While it of course would be desirable that implementation was 100%, and we should still continue to strive for that, we do see that the treaty body recommendations make up a major push to a continuous move forward in terms of eradicating torture.

The Committee’s recent adoption of the General Comment No. 4 on article 3 of the Convention will guide and facilitate compliance with the principle of non-refoulement, which remains a prevailing subject of the individual complaints received. The adoption of the General Comment was preceded by extensive consultations with States, the civil society and other relevant entities, following the guidelines for the consultation process for draft general comments agreed across treaty bodies.

10 inquiries have been carried out since the creation of the Committee.
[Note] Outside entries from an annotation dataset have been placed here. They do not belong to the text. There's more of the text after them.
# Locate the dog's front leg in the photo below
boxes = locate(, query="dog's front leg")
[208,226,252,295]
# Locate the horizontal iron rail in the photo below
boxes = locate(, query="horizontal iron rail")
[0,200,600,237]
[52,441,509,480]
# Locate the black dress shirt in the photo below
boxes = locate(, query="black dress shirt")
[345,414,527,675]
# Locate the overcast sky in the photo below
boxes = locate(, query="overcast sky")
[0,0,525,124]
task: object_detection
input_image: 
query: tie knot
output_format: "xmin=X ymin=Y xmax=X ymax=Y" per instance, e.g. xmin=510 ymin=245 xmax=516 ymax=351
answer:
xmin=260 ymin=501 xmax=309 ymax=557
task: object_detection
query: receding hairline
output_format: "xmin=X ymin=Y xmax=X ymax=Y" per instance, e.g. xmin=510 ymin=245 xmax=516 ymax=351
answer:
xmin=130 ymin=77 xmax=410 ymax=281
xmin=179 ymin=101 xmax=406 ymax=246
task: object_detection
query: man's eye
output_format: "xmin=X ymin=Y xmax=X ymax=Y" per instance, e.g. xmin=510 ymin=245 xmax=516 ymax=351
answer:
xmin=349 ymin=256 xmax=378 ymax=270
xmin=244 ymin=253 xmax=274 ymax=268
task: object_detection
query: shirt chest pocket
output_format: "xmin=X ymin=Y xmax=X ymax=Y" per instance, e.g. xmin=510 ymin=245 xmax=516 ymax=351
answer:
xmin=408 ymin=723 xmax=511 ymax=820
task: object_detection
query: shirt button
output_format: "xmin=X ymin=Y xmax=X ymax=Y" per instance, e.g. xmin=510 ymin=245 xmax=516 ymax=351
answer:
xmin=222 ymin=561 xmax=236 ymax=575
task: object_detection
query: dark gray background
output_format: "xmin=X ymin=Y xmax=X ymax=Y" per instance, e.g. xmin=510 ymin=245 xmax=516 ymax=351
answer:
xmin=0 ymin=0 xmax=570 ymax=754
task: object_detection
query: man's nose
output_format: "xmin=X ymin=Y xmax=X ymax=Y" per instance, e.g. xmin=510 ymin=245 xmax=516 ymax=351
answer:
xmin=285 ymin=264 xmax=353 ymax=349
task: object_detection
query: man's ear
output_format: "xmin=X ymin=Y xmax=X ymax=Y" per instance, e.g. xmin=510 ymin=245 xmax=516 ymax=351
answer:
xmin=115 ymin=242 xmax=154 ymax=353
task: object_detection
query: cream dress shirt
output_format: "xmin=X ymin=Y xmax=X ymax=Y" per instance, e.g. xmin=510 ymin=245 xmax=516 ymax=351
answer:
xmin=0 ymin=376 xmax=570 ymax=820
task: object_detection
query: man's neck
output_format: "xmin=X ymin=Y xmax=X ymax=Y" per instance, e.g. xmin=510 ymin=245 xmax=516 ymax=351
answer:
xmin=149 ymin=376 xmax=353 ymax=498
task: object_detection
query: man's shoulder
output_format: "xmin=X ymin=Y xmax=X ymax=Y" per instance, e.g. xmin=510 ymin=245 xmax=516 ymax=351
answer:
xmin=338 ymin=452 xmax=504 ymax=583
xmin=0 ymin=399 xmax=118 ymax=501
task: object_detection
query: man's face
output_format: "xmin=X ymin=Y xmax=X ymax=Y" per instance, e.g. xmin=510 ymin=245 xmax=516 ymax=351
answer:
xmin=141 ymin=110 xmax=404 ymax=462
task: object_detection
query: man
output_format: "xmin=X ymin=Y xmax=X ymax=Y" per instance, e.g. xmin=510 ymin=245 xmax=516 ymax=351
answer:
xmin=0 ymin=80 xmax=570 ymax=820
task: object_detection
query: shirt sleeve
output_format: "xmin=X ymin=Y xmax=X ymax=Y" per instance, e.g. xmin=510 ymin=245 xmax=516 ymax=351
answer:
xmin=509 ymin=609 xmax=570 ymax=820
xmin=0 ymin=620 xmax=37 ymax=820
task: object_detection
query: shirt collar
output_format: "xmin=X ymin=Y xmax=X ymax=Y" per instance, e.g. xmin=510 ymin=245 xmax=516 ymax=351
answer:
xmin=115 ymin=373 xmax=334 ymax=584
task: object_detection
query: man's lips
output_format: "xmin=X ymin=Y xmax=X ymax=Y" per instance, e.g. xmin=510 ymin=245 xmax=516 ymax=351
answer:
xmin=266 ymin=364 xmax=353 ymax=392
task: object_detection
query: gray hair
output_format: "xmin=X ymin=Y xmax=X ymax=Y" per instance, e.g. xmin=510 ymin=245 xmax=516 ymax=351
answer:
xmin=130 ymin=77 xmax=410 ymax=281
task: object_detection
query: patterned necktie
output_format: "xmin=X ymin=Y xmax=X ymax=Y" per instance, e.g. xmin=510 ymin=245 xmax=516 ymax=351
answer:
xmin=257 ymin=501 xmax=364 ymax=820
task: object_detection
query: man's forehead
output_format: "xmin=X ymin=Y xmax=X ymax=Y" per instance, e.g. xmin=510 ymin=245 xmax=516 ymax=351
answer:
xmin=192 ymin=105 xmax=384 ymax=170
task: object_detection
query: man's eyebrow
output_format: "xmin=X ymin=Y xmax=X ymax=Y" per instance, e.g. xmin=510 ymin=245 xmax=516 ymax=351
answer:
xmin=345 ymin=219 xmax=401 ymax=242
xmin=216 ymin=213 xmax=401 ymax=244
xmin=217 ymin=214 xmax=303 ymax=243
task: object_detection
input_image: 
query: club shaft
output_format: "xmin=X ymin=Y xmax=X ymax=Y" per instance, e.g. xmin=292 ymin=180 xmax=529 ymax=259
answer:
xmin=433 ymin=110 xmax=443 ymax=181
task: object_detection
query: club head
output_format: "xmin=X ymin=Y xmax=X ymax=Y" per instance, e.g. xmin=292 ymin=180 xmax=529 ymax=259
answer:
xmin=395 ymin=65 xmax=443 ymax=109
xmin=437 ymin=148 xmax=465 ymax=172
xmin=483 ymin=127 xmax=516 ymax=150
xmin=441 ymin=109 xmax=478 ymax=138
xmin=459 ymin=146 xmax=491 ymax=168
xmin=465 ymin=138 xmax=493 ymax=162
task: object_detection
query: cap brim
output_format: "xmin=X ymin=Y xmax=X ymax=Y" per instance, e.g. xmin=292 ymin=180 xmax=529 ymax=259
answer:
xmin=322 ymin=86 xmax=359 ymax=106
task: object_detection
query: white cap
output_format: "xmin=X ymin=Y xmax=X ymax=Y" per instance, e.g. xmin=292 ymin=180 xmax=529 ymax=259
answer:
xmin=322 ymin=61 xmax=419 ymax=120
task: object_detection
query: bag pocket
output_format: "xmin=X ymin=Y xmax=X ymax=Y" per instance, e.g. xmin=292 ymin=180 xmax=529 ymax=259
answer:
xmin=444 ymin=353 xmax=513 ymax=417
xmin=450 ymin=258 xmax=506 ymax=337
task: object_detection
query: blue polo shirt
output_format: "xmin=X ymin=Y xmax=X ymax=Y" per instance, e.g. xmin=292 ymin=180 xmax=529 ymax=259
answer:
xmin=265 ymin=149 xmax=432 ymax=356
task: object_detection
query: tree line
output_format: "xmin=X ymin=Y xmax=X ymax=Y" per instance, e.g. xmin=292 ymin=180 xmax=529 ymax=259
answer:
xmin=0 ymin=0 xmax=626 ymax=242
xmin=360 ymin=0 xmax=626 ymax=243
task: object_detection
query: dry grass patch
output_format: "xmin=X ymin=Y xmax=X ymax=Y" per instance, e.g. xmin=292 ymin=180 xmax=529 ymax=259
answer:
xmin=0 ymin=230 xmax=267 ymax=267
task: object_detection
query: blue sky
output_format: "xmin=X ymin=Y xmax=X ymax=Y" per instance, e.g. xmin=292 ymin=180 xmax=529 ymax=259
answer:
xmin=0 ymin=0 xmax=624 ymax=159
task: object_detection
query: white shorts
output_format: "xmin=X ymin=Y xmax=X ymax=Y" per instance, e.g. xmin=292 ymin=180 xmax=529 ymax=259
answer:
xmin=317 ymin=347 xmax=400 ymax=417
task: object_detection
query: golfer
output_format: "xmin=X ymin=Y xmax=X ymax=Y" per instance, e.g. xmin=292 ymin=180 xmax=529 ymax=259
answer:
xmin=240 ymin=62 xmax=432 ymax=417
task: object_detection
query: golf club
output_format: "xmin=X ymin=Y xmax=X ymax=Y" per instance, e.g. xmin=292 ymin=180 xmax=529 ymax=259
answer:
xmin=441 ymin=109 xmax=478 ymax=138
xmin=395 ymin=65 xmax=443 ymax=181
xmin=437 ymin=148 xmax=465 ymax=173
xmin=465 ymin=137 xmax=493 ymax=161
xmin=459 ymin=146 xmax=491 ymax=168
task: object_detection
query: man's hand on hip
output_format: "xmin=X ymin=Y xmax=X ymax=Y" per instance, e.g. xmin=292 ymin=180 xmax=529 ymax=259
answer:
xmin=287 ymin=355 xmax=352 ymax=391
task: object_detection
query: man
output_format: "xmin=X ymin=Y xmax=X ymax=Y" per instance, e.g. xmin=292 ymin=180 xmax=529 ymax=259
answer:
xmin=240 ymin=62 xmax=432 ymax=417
This procedure remains a key-tool to address allegations that torture is being systematically practised in a State party.

CAT working methods are under constant review to promote full implementation of the Convention and to harmonize them with the other treaty bodies to the extent possible, as encouraged in the General Assembly resolution 68/268 and within the framework of the Treaty Bodies Chairpersons Meeting. Whereas under resolution 68/268, the formula for allocation of resources to the treaty bodies is crucial to ensure the functionality of the Treaty Body system including effective processing of the backlog of cases and reports, last year, the United Nations General Assembly did not fully respect this formula by allocating additional meeting time but not the necessary staff resources, therefore affecting the Treaty Body system as a whole. States should be supportive to a resolution, which endorses the conclusions and recommendations in the Secretary-General’s report on the status of the Treaty Body system (A/73/309) at the current session of the General Assembly. Namely, that resources dedicated to treaty bodies should be commensurate to the increasing workload and that webcasting of treaty body sessions and reasonable accommodation to all committees should be funded from the regular budget.

During its summer session this year, the Committee discussed its position on the treaty body strengthening process and the proposals circulating in this connection. This discussion was in response of an encouragement from the Treaty Body Chairpersons to hold such discussions in all ten-treaty bodies with a view to developing a treaty body-oriented position to be submitted for the 2020 review.

Cooperation and coordination between anti-torture United Nations mandate holders (CAT, Subcommittee on Prevention of Torture, Special Rapporteur on Torture as well as the Board of Trustees of the United Nations Voluntary Fund for Victims of Torture) has been given increased priority through joint activities and statements for instance, the 26 June 2018 joint statement “70 years on, torture is still widespread: more action needed to achieve a torture-free world for all” issued for the UN International Day in Support of Victims of Torture. This statement was joined, for the first time, by the Committee on the Prevention of Torture in Africa, the Inter-American Commission on Human Rights and the European Committee for the Prevention of Torture and Inhuman or Degrading Treatment or Punishment.

Finally, I would like to praise the contributions to the work of the Committee coming from National Human Rights Institutions, National Preventive Mechanisms and civil society organizations. These bodies all provide crucial inputs to the Committee. I’m calling States parties to endorse and support these contributions and work together with the Committee to ensure that none of these partners risk reprisals or other sanctions for fulfilling this role of working with the Committee against Torture.